Das ist keine geringe Aufgabe, denn neben der Verehrung des Iuppiters ist der Kult um Vesta, die Göttin des römischen Staatsherdes in der damaligen Gesellschaft der wichtigste. Denn die Göttin garantiert salus, also Heil, für jede einzelne Person wie auch für den gesamten Staat. Ihre Priesterinnen tragen also eine große Verantwortung für das Gemeinwohl und sind mit zahlreichen Pflichten betraut, mit denen aber auch einige Privilegien einhergehen.
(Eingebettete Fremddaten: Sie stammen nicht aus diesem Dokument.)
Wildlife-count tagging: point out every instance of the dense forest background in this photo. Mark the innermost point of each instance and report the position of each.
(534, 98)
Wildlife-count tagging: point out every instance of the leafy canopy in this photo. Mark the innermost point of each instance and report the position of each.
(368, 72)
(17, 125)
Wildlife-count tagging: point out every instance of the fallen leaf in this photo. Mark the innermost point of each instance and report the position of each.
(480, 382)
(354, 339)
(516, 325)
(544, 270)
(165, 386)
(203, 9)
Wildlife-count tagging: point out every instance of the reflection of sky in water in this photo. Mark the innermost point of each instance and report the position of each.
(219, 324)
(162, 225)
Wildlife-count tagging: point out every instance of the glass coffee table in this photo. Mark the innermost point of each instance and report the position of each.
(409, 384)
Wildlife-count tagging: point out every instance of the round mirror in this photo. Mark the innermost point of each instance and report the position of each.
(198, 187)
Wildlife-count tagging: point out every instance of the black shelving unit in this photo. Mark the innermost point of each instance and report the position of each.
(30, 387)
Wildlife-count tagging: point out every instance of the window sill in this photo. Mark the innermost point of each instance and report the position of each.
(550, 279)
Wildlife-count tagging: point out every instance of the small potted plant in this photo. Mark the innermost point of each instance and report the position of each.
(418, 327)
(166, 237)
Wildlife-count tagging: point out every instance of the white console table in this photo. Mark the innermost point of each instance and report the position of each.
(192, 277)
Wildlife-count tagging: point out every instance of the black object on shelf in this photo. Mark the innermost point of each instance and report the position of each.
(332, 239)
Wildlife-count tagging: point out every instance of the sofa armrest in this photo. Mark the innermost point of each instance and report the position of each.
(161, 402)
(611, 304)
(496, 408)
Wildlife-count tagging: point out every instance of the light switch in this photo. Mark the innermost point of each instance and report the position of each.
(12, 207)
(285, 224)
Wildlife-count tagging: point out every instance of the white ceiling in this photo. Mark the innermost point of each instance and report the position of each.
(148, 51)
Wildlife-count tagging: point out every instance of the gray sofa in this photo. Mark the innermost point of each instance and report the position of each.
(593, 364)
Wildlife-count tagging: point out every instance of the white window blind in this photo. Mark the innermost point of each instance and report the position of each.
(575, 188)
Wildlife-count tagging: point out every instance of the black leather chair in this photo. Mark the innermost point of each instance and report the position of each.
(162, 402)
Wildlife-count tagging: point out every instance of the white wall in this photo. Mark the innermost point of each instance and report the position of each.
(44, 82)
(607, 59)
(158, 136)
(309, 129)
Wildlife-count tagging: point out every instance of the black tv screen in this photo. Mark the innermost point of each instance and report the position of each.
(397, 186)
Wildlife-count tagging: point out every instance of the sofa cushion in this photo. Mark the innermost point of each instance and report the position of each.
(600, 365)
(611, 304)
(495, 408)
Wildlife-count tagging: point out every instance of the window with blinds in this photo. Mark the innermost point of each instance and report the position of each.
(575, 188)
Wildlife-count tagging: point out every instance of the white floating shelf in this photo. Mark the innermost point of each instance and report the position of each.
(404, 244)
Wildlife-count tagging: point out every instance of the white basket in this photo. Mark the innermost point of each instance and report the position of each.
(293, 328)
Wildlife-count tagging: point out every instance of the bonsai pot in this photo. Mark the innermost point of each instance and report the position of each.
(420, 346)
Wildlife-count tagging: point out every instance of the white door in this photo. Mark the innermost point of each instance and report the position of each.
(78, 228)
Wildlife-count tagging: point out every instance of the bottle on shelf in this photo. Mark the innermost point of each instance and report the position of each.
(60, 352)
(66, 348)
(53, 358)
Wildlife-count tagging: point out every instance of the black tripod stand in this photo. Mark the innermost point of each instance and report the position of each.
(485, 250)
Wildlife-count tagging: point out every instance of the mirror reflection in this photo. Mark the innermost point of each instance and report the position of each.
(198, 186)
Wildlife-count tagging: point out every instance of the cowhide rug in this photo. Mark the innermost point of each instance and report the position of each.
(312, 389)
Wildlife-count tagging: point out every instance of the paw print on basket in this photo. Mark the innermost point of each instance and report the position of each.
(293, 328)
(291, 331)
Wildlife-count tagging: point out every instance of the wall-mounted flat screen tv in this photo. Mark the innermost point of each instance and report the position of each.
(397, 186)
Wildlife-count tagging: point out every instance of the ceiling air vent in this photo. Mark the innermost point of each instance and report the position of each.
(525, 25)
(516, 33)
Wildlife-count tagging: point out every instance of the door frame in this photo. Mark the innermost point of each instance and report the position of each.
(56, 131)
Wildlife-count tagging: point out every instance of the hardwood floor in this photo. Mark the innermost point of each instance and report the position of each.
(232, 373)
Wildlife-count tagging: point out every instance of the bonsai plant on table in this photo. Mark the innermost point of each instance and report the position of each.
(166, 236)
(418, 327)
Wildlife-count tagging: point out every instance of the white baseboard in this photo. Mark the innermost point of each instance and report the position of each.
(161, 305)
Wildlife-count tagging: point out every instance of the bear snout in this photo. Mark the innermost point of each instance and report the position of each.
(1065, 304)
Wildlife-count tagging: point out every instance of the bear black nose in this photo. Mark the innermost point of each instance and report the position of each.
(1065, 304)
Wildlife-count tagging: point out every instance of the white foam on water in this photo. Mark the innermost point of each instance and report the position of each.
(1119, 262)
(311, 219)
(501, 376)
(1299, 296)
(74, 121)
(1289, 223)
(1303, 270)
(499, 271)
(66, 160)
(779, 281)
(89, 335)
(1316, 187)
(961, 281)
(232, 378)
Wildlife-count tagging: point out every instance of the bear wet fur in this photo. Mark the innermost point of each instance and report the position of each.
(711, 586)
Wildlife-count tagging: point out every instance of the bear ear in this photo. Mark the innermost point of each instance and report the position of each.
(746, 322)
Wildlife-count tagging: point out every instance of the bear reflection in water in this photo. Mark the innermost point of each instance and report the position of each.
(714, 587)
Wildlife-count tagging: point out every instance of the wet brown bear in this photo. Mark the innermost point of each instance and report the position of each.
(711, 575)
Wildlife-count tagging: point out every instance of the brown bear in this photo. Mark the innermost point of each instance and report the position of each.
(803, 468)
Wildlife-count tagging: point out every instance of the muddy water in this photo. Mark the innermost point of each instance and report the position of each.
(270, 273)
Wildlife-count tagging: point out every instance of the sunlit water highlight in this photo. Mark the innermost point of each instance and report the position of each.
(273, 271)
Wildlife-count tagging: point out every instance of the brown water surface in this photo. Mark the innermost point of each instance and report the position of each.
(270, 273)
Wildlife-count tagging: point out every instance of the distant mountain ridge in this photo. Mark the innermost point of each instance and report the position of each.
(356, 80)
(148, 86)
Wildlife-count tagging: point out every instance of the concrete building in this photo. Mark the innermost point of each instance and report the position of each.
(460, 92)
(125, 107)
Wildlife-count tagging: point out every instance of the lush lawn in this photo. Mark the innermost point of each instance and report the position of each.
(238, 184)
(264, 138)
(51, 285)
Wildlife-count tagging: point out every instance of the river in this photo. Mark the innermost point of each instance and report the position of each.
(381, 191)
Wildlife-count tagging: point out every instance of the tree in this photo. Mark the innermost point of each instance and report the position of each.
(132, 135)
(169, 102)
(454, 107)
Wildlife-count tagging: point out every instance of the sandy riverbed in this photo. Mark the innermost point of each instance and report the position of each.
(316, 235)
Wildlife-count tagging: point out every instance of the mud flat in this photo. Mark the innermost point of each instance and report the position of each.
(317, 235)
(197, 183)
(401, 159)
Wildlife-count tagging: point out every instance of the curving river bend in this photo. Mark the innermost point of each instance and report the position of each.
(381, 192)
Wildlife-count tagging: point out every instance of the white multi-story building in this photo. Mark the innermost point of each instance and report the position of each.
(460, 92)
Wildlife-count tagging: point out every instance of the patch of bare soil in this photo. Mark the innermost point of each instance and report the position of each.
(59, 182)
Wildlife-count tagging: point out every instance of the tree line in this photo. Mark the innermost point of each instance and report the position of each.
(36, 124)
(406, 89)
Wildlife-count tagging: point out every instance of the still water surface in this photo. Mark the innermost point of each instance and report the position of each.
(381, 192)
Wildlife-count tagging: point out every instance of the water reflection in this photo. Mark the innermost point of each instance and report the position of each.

Der Tradition ihres Tempels entsprechend wurde Aurelia bereits als kleines Mädchen für den Dienst im Vesta-Tempel auserwählt und durchlief dort eine langjährige Lehrzeit. Zu Beginn ihrer Geschichte auf dem Epic Empires hatte sie diese gerade abgeschlossen und war als vollwertige Vestalin in den aktiven Tempeldienst eingetreten. Doch bereits kurz nachdem sie diese neue Stufe in der Hierarchie des Tempels erreicht hatte, wurde sie – sehr zu ihrem Verdruss – ausgewählt die Soldaten Roms in die neu gegründete Stadt NeaPolis und damit in die Welt des Epic Empires zu begleiten, um den Schutz der Göttin mit ihnen dorthin zu tragen.
Nachdem ersten Kulturschock, sich plötzlich in einer noch vollkommen unbefestigten Stadt wiederzufinden, wo das Leben in keinerlei Hinsicht dem gleicht, was sie von Rom gewöhnt ist, hat sie über die Jahre ihre neue Heimat schätzen und lieben gelernt.
Da sie bereits von klein auf auf ihre Rolle als Vestalin vorbereitet wurde, zeichnet sie eine selbstbewusste und manchmal dominante Persönlichkeit aus. Sie ist sich ihrer Verantwortung für das Gemeinwohl der Gesellschaft stets bewusst, aber auch ihres Privilegs als Frau selbstbestimmt leben zu können, ohne von einem Mann abhängig zu sein.

Aurelia und ich
Als Aurelias Geschichte 2013 begann gab es meinem Blog noch nicht, für den sie später Namenspatronin werden würde. Ich war noch frisch an der Uni, unsicher, was ich mit meinem Leben anstellen möchte und mit ziemlich wenig Selbstbewusstsein. Aus Gründen, die wohl nur die Götter kennen war jedoch Selbstbewusstsein eine der zentralen Charaktereigenschaften, die ich Aurelia bereits zu Beginn mit auf den Weg gegeben habe.
Eine ihrer Aufgaben auf dem Epic Empires war es gemeinsam mit den anderen Priestern Rituale und Gottesdienste abzuhalten. Das bedeutete vor Menschen zu sprechen. Das war jedoch etwas, was ich mehr als alles andere gehasst habe. Vor Referaten vor 15 zum Großteil schlafenden Kommilitonen an der Uni wäre ich regelmäßig am liebsten davongelaufen, konnte Nächte vorher nicht schlafen und habe mich mit Übelkeit herumgeplagt.
Sie war in vielerlei Hinsicht das genaue Gegenteil von mir. Man kann sich also vorstellen welche Herausforderungen es war in die Rolle meiner Vesta-Priesterin zu schlüpfen.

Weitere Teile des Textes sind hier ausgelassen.